I'm not a title searcher myself, but I think I've been around searchers long enough to understand the legitimate reason for the frustration of many title searchers over their (lack of) power to collect from non-paying clients or clients who fail to pay them on a portion of their bill. The main gist of the frustration usually is the fact that the unpaid balance is too small for a lawsuit to make financial sense. But that in no way means that the unpaid balances are insignificant to the searcher's business. In fact, if a searcher has the misfortune of being stiffed by several clients, the unpaid balances can add up to an amount that is material to whether they are profitable, or even whether they can afford to stay in business.
In many cases, Congress has passed laws providing groups, usually consumers, with rights to statutory damages-- amounts established by law that may have only slight relation to a person's actual, provable damages-- from violators of certain laws, particularly laws where violations tend to spread small amounts of harm over large numbers of people. In situations where these laws apply, consumers have incentive to pursue lawsuits where they would otherwise have little to no incentive because their damages would be too small to make it worthwhile. In many instances, the situations where these laws apply are similar to the situation faced by title searchers in that the individual amounts of damage may be small, but the aggregate damage is large.
RESPA is such a consumer protection law. In a RESPA decision in 2002, a judge in Georgia succinctly explained the purpose of laws like RESPA:
Consumer protection statutes like RESPA are designed to remedy and prevent harm arising from practices that injure many people but are not, in most instances, sufficiently damaging to outweigh the cost of litigation. Often, these statutes provide for a private right of action and attempt to encourage litigation by allowing "statutory damages." Statutory damages relieve litigants of the burden of having to prove an exact measure of pecuniary harm arising from a violation of their rights under the statute. They also provide litigants with a bounty for acting in the public interest.
That last rationale for consumer protection laws may be off-putting for some, because we have been conditioned as a society to look down on "ambulance chasers" or people who sue for amounts that seem to exceed the damages they have suffered, and this has made us suspicious of trial lawyers and people who sue in general. But the fact is that when a person sues someone who has violated the law, that person is helping to enforce that law, which provides a benefit to the public. A law that is never enforced has no teeth and might as well not exist, and entities which are regulated by such a law can ignore it with impunity.
Consumer protection laws like RESPA are intended to align the incentive to sue with the public interest in private law enforcement. In the case of RESPA, Congress set the damages in RESPA so that a plaintiff could collect an amount that could possibly be far in excess of the amount of damages to themselves that they could reasonably prove (an overcharge). This was intentional, despite the claims of some RESPA opponents who are arguing that Congress intended only to assess damages based on the amount a person was overcharged.
It should be easy for title searchers to see how those who sue violators of the law are serving the public interest.

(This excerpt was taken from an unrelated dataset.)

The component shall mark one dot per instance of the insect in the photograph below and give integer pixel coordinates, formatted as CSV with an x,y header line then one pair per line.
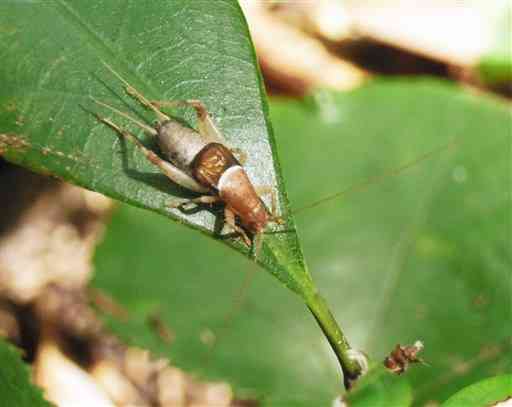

When a stiffed title searcher sues a deadbeat client, the deadbeat client has to endure the time, money, and hassle of defending the claim... or they have to pay the bill. In either case, it takes resources away from the deadbeat to expand its business and to cheat more title searchers out of compensation for their hard work.
In fact, searchers often recognize the public service of lawsuits against deadbeats. When a searcher posts a message in our forums indicating that they have taken legal action against a deadbeat, the post usually garners a few "attaboys" or "attagirls". Any misgivings we have about litigiousness in general seems to be overcome by our recognition that by fighting the deadbeat, our fellow searcher not only fights for themselves, but for all of us.
It's only too bad that there is no RESPA equivalent for title searchers! If title searchers could sue deadbeats for three times the amount of their total bill, there would be a whole lot fewer deadbeats!